Consistent, strong, SE winds have transported snow at mid and upper elevations since yesterday afternoon, building dangerous wind slabs on West to North aspects, 2 to 3.5 feet deep. Continued winds and heavy snowfall today will maintain or increase the avalanche hazard today.
Heavy snowfall overnight and continued snowfall today could bring storm slab depth to 30″+ inches. This is a rapid load and red flag on the snowpack. While we lack weak layers and expect bonding to be good over the long term, we expect natural avalanches to be possible and human triggering likely in the short term. Most avalanches occur within 24 -48 hours of a storm, and this storm will continue to deliver through today.
Loose Dry avalanches will also be a factor today, with plenty of available low density snow. We expect natural activity, and for human triggering to be likely. The volume of loose dry avalanches may be substantial. Be cautious of terrain traps which could compound the hazard and result in enough volume to bury a person.
Glide avalanches will continue to be problematic. This is a low frequency/high consequence hazard.
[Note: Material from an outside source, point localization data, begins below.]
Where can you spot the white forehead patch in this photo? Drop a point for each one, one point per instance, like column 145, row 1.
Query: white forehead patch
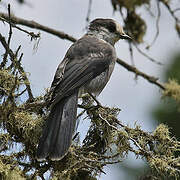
column 119, row 28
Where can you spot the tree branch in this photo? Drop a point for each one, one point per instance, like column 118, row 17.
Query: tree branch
column 62, row 35
column 35, row 25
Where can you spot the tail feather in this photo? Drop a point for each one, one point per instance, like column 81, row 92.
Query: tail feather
column 58, row 130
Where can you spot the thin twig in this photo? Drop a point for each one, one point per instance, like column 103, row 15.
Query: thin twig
column 35, row 25
column 147, row 56
column 157, row 25
column 21, row 70
column 10, row 26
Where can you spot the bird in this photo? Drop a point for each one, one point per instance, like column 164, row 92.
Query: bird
column 85, row 68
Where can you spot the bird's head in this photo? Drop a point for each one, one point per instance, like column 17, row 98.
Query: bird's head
column 108, row 30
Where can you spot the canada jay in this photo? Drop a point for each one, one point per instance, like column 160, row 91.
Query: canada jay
column 86, row 68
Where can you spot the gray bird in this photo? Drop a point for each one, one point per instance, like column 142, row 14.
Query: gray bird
column 86, row 68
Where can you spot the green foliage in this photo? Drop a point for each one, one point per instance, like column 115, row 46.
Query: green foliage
column 108, row 141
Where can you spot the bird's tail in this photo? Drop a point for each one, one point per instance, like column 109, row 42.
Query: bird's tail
column 58, row 130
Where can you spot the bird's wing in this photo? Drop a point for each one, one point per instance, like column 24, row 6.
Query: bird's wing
column 77, row 69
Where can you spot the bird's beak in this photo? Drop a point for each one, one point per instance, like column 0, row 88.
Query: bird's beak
column 125, row 36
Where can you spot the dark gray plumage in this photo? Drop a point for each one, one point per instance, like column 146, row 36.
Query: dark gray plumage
column 87, row 67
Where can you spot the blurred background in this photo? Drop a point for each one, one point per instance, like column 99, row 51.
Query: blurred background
column 140, row 102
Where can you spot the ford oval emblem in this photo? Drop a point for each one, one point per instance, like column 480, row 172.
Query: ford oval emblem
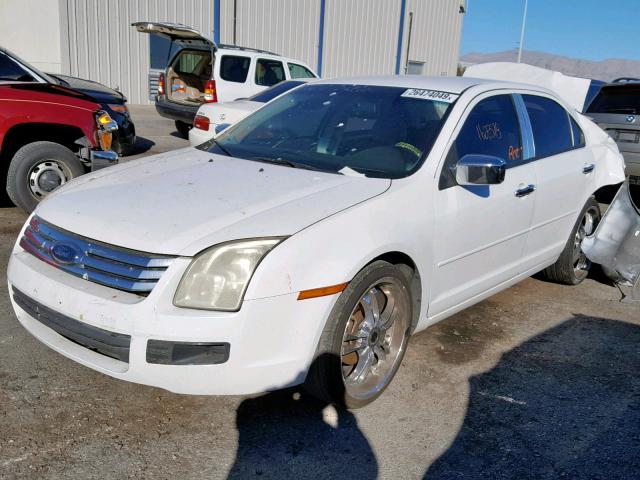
column 63, row 253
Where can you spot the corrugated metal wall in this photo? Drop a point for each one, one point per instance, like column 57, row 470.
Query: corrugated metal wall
column 435, row 37
column 287, row 27
column 360, row 36
column 99, row 43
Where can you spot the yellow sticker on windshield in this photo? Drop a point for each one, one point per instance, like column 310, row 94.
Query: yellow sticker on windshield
column 436, row 95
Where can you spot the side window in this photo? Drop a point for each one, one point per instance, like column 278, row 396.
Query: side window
column 550, row 125
column 269, row 72
column 298, row 71
column 10, row 70
column 576, row 131
column 492, row 128
column 234, row 68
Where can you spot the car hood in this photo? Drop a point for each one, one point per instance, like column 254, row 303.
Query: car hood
column 230, row 112
column 182, row 202
column 95, row 90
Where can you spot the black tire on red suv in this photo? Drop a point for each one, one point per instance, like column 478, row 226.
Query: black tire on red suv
column 37, row 169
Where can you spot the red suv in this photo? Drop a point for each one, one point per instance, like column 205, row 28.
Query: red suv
column 49, row 134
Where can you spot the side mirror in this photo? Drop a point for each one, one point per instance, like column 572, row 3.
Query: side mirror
column 480, row 170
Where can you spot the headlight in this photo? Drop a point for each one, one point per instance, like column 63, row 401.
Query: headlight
column 218, row 277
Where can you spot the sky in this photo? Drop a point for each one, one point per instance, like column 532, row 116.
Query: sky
column 584, row 29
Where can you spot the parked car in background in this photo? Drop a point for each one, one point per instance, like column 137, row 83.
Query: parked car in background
column 616, row 109
column 199, row 71
column 12, row 68
column 313, row 237
column 213, row 118
column 49, row 134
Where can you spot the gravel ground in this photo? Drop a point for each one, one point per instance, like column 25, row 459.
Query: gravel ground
column 540, row 381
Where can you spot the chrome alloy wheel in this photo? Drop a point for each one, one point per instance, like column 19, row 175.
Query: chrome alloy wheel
column 588, row 224
column 46, row 176
column 375, row 338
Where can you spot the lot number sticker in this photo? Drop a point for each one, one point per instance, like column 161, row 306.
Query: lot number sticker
column 430, row 95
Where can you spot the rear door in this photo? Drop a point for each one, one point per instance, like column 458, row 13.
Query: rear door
column 166, row 39
column 481, row 231
column 565, row 170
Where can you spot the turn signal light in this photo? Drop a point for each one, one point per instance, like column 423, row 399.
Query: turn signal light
column 322, row 291
column 161, row 84
column 210, row 93
column 201, row 122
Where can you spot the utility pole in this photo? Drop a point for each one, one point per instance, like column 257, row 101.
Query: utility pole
column 524, row 22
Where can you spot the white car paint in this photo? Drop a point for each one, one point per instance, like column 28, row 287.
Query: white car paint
column 465, row 246
column 224, row 113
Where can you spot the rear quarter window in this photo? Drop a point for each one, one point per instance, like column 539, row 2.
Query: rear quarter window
column 269, row 72
column 617, row 99
column 298, row 71
column 552, row 130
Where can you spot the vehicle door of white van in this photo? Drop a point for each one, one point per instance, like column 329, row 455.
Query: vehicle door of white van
column 480, row 231
column 232, row 73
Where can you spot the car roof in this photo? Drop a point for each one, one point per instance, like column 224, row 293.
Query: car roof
column 449, row 84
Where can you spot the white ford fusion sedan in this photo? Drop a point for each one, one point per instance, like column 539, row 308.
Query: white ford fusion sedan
column 310, row 240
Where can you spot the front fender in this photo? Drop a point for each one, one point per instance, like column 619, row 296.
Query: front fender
column 335, row 249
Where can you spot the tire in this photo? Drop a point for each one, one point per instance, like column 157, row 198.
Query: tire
column 339, row 374
column 572, row 267
column 37, row 169
column 183, row 128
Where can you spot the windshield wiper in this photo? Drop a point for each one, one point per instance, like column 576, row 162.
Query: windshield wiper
column 284, row 161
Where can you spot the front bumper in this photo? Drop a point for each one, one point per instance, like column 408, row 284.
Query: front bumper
column 101, row 159
column 271, row 340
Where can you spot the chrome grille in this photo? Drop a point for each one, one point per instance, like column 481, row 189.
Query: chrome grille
column 114, row 267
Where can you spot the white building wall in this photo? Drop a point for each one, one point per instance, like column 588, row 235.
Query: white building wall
column 93, row 38
column 360, row 37
column 31, row 30
column 435, row 36
column 287, row 27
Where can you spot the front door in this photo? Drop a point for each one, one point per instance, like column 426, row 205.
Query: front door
column 480, row 232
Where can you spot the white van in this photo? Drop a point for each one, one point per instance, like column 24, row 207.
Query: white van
column 201, row 71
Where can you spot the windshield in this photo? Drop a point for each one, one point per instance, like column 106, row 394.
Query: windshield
column 376, row 131
column 617, row 99
column 275, row 91
column 21, row 63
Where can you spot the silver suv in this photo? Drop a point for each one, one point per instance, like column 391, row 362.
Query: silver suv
column 616, row 108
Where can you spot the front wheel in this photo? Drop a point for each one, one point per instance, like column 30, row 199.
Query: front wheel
column 573, row 266
column 37, row 169
column 365, row 338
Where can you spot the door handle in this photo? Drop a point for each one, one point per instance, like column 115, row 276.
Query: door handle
column 524, row 191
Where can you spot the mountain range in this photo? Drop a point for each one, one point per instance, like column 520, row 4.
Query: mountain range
column 606, row 70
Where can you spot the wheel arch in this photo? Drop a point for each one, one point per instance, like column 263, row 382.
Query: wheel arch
column 22, row 134
column 410, row 269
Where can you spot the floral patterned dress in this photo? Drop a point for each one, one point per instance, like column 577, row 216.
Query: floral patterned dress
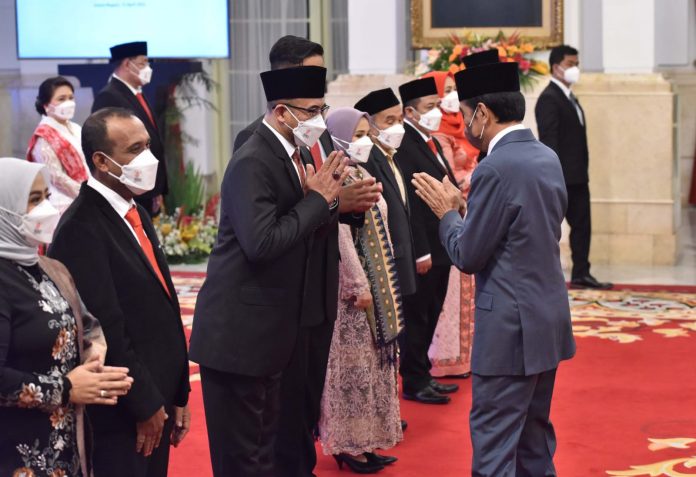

There is a high level of uncertainty with the timing and prediction for glide avalanche release. . The best advice is to avoid areas with glide cracks, and areas that have previously released. Old avalanche paths have the potential to re-activate, as hang-fire and the snowpack above these paths can release. With the new snow it will be extremely difficult to identify these locations. Review the seasons observations to familiarize yourself with problem area.